Ouvert au débat, je préfère donc en rester là pour garder le meilleur de votre lettre. Je ne m’attarderais pas sur l’élection de 2018, selon vous, remportée dans plusieurs départements du Septentrion par le candidat du MRC. C’est une très belle fable pour l’égo des militants, pas plus, et une telle affirmation ne peut qu’affecter la crédibilité de son auteur. Je préfère ne pas évoquer cet aspect, parce que je considère que vous êtes de bonne foi et je vous accorde ce bénéfice. Sinon je vous aurais demandé la liste de ces départements où le candidat du MRC, pour qui j’ai du respect, est arrivé en tête dans le Grand-Nord. À défaut de la liste, de ne citer qu’un seul département, mieux un seul arrondissement... Et puisque vous dites être en possession des procès-verbaux de ladite élection, lesquels vous ont permis de distinguer les vrais des faux que j’aurais fabriqués, publiez donc ici ceux des départements où vous aviez triomphé.

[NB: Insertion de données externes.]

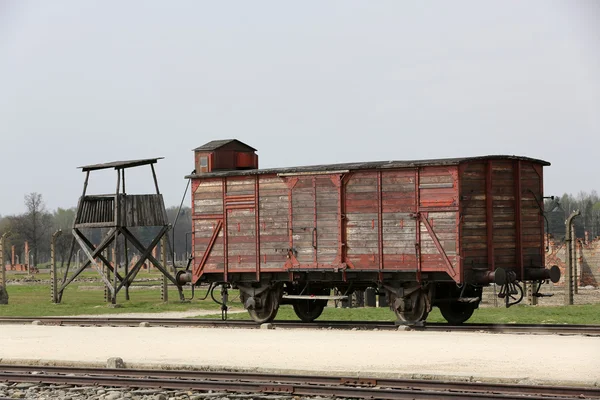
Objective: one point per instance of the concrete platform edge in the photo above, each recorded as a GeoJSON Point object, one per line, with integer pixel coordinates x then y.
{"type": "Point", "coordinates": [382, 375]}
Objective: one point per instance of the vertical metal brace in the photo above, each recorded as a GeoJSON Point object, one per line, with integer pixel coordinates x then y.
{"type": "Point", "coordinates": [2, 261]}
{"type": "Point", "coordinates": [53, 276]}
{"type": "Point", "coordinates": [569, 268]}
{"type": "Point", "coordinates": [164, 292]}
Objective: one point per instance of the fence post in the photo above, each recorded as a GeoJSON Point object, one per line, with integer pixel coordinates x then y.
{"type": "Point", "coordinates": [54, 289]}
{"type": "Point", "coordinates": [164, 288]}
{"type": "Point", "coordinates": [3, 291]}
{"type": "Point", "coordinates": [569, 268]}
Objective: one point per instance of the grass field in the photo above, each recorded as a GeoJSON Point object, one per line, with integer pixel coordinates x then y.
{"type": "Point", "coordinates": [88, 298]}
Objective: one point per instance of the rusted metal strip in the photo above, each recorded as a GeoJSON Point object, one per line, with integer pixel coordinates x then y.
{"type": "Point", "coordinates": [225, 215]}
{"type": "Point", "coordinates": [257, 225]}
{"type": "Point", "coordinates": [518, 216]}
{"type": "Point", "coordinates": [449, 267]}
{"type": "Point", "coordinates": [489, 215]}
{"type": "Point", "coordinates": [314, 232]}
{"type": "Point", "coordinates": [379, 222]}
{"type": "Point", "coordinates": [207, 216]}
{"type": "Point", "coordinates": [418, 225]}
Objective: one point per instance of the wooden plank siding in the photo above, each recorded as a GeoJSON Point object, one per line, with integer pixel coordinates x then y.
{"type": "Point", "coordinates": [489, 214]}
{"type": "Point", "coordinates": [417, 219]}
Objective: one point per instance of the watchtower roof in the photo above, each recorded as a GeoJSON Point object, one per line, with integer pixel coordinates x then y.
{"type": "Point", "coordinates": [120, 164]}
{"type": "Point", "coordinates": [217, 144]}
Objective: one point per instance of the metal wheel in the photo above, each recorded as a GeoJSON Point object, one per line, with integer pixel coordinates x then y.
{"type": "Point", "coordinates": [269, 309]}
{"type": "Point", "coordinates": [416, 312]}
{"type": "Point", "coordinates": [456, 312]}
{"type": "Point", "coordinates": [309, 310]}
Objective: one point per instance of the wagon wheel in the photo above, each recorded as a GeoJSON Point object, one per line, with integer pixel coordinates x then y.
{"type": "Point", "coordinates": [268, 311]}
{"type": "Point", "coordinates": [309, 310]}
{"type": "Point", "coordinates": [417, 313]}
{"type": "Point", "coordinates": [456, 312]}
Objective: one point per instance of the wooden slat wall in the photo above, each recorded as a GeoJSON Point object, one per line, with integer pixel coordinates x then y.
{"type": "Point", "coordinates": [362, 220]}
{"type": "Point", "coordinates": [208, 201]}
{"type": "Point", "coordinates": [303, 215]}
{"type": "Point", "coordinates": [399, 227]}
{"type": "Point", "coordinates": [504, 222]}
{"type": "Point", "coordinates": [143, 210]}
{"type": "Point", "coordinates": [328, 228]}
{"type": "Point", "coordinates": [273, 217]}
{"type": "Point", "coordinates": [241, 227]}
{"type": "Point", "coordinates": [438, 188]}
{"type": "Point", "coordinates": [474, 228]}
{"type": "Point", "coordinates": [208, 198]}
{"type": "Point", "coordinates": [531, 217]}
{"type": "Point", "coordinates": [473, 215]}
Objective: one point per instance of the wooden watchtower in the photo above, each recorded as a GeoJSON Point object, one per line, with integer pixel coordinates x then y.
{"type": "Point", "coordinates": [117, 213]}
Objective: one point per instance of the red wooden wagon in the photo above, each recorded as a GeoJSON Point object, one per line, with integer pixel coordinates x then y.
{"type": "Point", "coordinates": [426, 232]}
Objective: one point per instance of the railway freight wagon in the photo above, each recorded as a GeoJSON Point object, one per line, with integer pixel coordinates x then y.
{"type": "Point", "coordinates": [426, 233]}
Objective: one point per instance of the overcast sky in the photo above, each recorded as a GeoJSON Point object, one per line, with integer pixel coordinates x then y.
{"type": "Point", "coordinates": [304, 82]}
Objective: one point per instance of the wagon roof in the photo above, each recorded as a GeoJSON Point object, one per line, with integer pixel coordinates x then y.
{"type": "Point", "coordinates": [365, 165]}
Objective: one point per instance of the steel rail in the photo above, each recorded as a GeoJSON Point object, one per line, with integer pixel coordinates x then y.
{"type": "Point", "coordinates": [593, 330]}
{"type": "Point", "coordinates": [288, 384]}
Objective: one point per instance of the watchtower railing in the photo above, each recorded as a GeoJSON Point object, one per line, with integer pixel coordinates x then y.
{"type": "Point", "coordinates": [101, 211]}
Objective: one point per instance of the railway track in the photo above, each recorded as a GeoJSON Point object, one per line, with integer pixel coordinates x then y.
{"type": "Point", "coordinates": [296, 385]}
{"type": "Point", "coordinates": [591, 330]}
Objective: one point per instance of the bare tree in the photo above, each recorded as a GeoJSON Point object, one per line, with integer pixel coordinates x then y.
{"type": "Point", "coordinates": [35, 224]}
{"type": "Point", "coordinates": [63, 220]}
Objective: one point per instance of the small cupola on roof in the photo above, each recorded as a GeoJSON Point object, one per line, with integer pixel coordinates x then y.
{"type": "Point", "coordinates": [223, 155]}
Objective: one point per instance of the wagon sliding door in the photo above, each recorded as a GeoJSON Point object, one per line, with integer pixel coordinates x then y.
{"type": "Point", "coordinates": [315, 226]}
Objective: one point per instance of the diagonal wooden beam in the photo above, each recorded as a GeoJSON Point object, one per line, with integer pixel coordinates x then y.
{"type": "Point", "coordinates": [101, 256]}
{"type": "Point", "coordinates": [211, 243]}
{"type": "Point", "coordinates": [449, 266]}
{"type": "Point", "coordinates": [91, 258]}
{"type": "Point", "coordinates": [146, 254]}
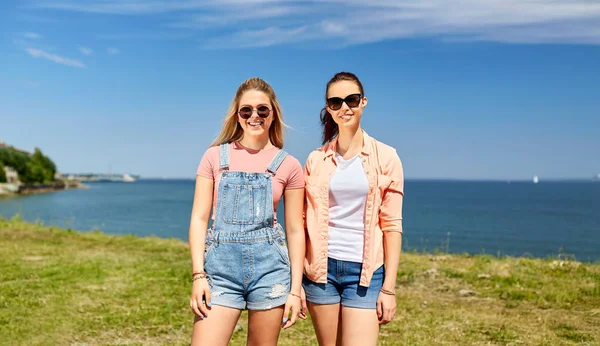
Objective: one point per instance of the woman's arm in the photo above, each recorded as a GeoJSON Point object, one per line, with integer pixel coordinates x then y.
{"type": "Point", "coordinates": [294, 224]}
{"type": "Point", "coordinates": [390, 218]}
{"type": "Point", "coordinates": [203, 199]}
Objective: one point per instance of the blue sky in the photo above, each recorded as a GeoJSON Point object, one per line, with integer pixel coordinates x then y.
{"type": "Point", "coordinates": [488, 89]}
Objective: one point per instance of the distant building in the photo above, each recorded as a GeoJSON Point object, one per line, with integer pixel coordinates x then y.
{"type": "Point", "coordinates": [12, 177]}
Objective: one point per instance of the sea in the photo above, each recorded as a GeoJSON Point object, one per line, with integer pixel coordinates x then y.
{"type": "Point", "coordinates": [558, 219]}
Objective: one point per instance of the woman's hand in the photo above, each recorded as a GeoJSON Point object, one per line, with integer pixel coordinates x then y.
{"type": "Point", "coordinates": [200, 296]}
{"type": "Point", "coordinates": [293, 305]}
{"type": "Point", "coordinates": [386, 307]}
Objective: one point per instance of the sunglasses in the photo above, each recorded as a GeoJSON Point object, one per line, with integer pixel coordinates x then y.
{"type": "Point", "coordinates": [352, 101]}
{"type": "Point", "coordinates": [246, 112]}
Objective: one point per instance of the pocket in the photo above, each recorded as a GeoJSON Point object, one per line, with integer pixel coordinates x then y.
{"type": "Point", "coordinates": [209, 248]}
{"type": "Point", "coordinates": [243, 204]}
{"type": "Point", "coordinates": [281, 246]}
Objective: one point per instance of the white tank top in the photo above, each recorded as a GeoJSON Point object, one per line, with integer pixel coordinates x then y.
{"type": "Point", "coordinates": [348, 189]}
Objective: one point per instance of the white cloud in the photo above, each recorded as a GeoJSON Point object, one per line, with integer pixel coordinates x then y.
{"type": "Point", "coordinates": [37, 53]}
{"type": "Point", "coordinates": [259, 38]}
{"type": "Point", "coordinates": [85, 51]}
{"type": "Point", "coordinates": [32, 35]}
{"type": "Point", "coordinates": [347, 22]}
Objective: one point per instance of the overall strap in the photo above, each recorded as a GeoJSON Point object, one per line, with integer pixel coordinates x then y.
{"type": "Point", "coordinates": [224, 156]}
{"type": "Point", "coordinates": [277, 161]}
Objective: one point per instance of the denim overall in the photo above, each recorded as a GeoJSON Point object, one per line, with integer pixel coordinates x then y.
{"type": "Point", "coordinates": [246, 255]}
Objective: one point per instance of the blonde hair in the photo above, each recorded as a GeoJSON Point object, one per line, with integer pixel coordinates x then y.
{"type": "Point", "coordinates": [232, 131]}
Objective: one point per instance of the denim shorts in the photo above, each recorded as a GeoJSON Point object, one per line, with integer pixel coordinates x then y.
{"type": "Point", "coordinates": [342, 286]}
{"type": "Point", "coordinates": [248, 270]}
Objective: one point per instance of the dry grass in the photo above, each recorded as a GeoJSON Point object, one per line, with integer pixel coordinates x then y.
{"type": "Point", "coordinates": [59, 287]}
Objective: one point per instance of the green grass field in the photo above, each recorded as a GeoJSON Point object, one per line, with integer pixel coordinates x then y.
{"type": "Point", "coordinates": [62, 287]}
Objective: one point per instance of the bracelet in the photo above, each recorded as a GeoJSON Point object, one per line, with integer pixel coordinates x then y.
{"type": "Point", "coordinates": [390, 293]}
{"type": "Point", "coordinates": [199, 275]}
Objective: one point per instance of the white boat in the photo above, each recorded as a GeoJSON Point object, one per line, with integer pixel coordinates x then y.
{"type": "Point", "coordinates": [128, 178]}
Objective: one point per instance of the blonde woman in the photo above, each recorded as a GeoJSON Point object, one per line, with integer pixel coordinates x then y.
{"type": "Point", "coordinates": [242, 261]}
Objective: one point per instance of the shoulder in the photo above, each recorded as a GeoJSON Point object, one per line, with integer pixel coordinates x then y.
{"type": "Point", "coordinates": [291, 162]}
{"type": "Point", "coordinates": [384, 151]}
{"type": "Point", "coordinates": [388, 159]}
{"type": "Point", "coordinates": [212, 153]}
{"type": "Point", "coordinates": [317, 153]}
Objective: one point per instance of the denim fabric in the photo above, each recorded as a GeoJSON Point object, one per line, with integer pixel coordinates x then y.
{"type": "Point", "coordinates": [246, 255]}
{"type": "Point", "coordinates": [343, 287]}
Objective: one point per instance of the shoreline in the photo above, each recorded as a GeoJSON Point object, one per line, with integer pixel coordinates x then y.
{"type": "Point", "coordinates": [96, 288]}
{"type": "Point", "coordinates": [34, 189]}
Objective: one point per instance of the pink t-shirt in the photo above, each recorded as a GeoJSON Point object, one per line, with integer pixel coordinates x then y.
{"type": "Point", "coordinates": [289, 175]}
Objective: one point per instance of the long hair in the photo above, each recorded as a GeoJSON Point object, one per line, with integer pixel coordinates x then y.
{"type": "Point", "coordinates": [330, 128]}
{"type": "Point", "coordinates": [232, 131]}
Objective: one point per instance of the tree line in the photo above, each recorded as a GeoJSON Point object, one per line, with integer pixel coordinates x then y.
{"type": "Point", "coordinates": [32, 168]}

Je me permets de vous rappeler que Votre candidat n’était représenté que dans moins de 10% de bureaux de vote - là même je suis très gentil - dans le Septentrion. Dans cette désorganisation, comment aviez-vous fait alors que le défi de la simple présence de scrutateurs dans les bureaux de vote n’avait pu être relevé ?
Ne vous méprenez pas. Le MRC est un grand parti, comme de nombreux autres; mais dans le Grand-Nord, il a encore du chemin à se frayer pour être compétitif; la route est longue, les obstacles nombreux. Ma modeste opinion est que dans les circonstances du moment, il ne peut y être qu’un parti d’alliance symbolique, un partenaire de second plan, qui ne peut y dicter les règles du jeu.
Et pour finir, permettez-moi de rappeler que le retour du Grand-Nord au-devant de la scène est d’abord pour son intérêt et dans l’intérêt du pays; il ne vise point la fragilisation d’une formation politique; il ne se dresse contre personne. Il se trouve que nous avons pris conscience de notre situation et ne voulons plus être absents du débat public. Nous en avons payé par le passé un lourd tribut : celui de l’oubli, de la déconsidération... Il nous faut retrouver la place centrale qui jadis était la nôtre et nous la retrouverons. Pour nous-mêmes, pour notre pays. Contre personne, mais avec détermination.